Cuddleforced like fede for about twenty minutes then went and did wonderland stuff. Things were about as clear as usual, but I didn't expect boom progress on the first shot. Nice alternative to meditating before forcing, anyway. We just laid on the grassy shore near the lighthouse and chatted, as per usual. Oh, but I heard seagulls today, which is a first. They were like "caw, caw" and I was like "brrrrrrat," to use the onomatopoeia. 

And possession stuff. Even though Clair spends the most time doing possession stuff, it's funny how Sophia improves with her, passively. Lazy pone.

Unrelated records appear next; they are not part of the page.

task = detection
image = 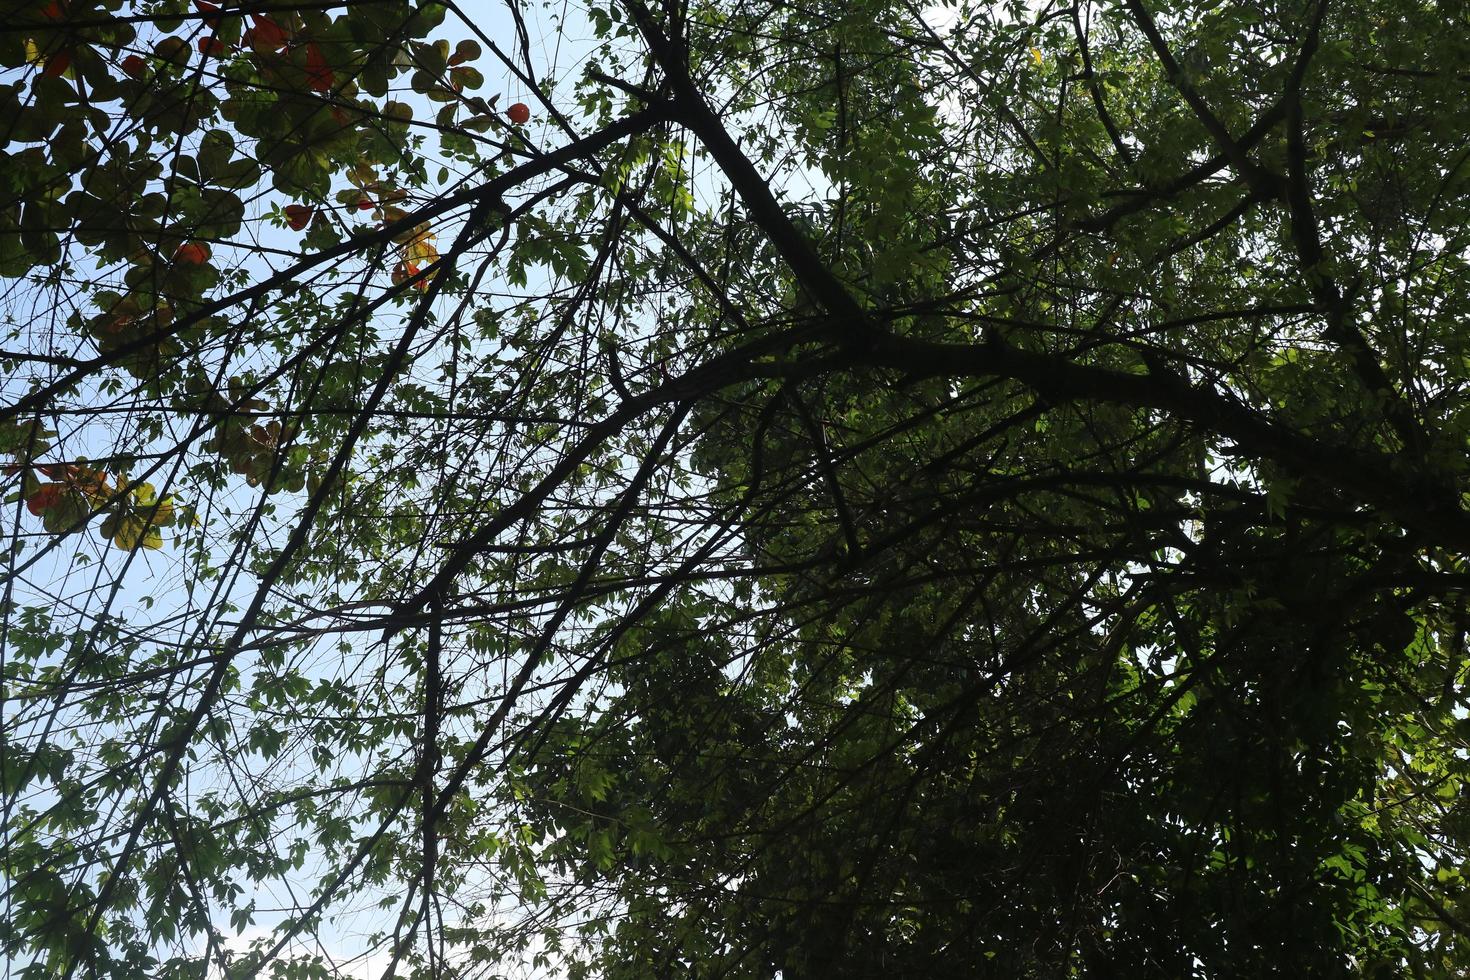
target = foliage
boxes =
[3,0,1470,976]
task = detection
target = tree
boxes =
[3,0,1470,975]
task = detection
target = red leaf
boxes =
[26,483,64,515]
[100,312,132,334]
[120,53,147,78]
[41,48,71,77]
[304,41,333,93]
[246,14,289,51]
[284,204,313,231]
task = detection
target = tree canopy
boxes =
[4,0,1470,975]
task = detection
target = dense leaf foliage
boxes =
[4,0,1470,976]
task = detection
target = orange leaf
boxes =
[174,242,211,264]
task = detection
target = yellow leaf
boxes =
[135,483,175,523]
[404,235,439,266]
[100,483,175,550]
[393,220,431,245]
[1030,47,1043,67]
[109,513,163,551]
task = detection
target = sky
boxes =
[0,0,558,975]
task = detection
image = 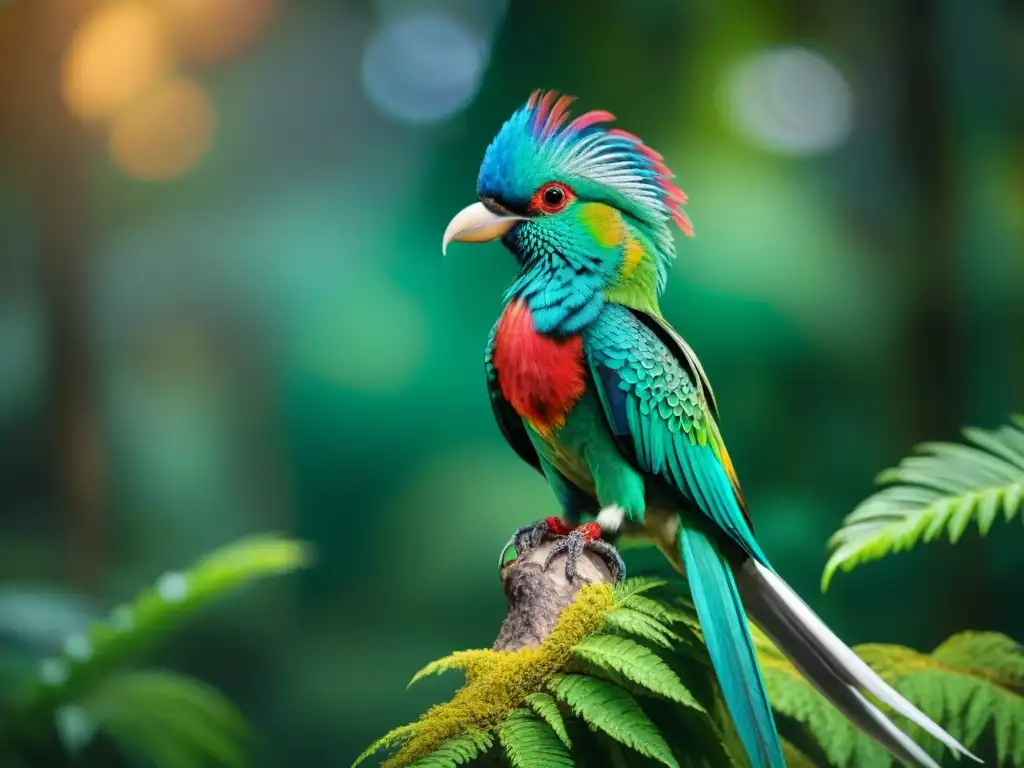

Anyway, Clair's friends are all busy still being in college, so she just listened to music and fussed at me for liking the music she was listening to instead of fucking off to lala land.

After that, some eye-bo. Always a treat; makes it really easy to dissociate from my eyes. Should do it more, and I might. Though I probably won't. Though I may.

45
Tulpa Diaries / Re: Sparks' Progress Report
« on: September 11, 2014, 04:28:26 PM »
More time possessing and wonderland and such.

Not many of Clair's friends were active, so she just did more head rolling to shake me out of my senses. Fighting over the eyes is becoming a problem, too, especially when she's reading something that catches my attention; causes me to focus in, which takes the eyes away from her and causes a momentary power struggle. Whenever it happens she has to drop what she's doing and wait for me to become more passive. I'm pretty sure it's starting to annoy her.

And spent time with them in the wonderland. I'm really starting to get the concept of passive engagement down, or just being there without thinking about being there. When I get into that state for long enough things become pretty vivid, so I'm trying to up the time I can spend like that.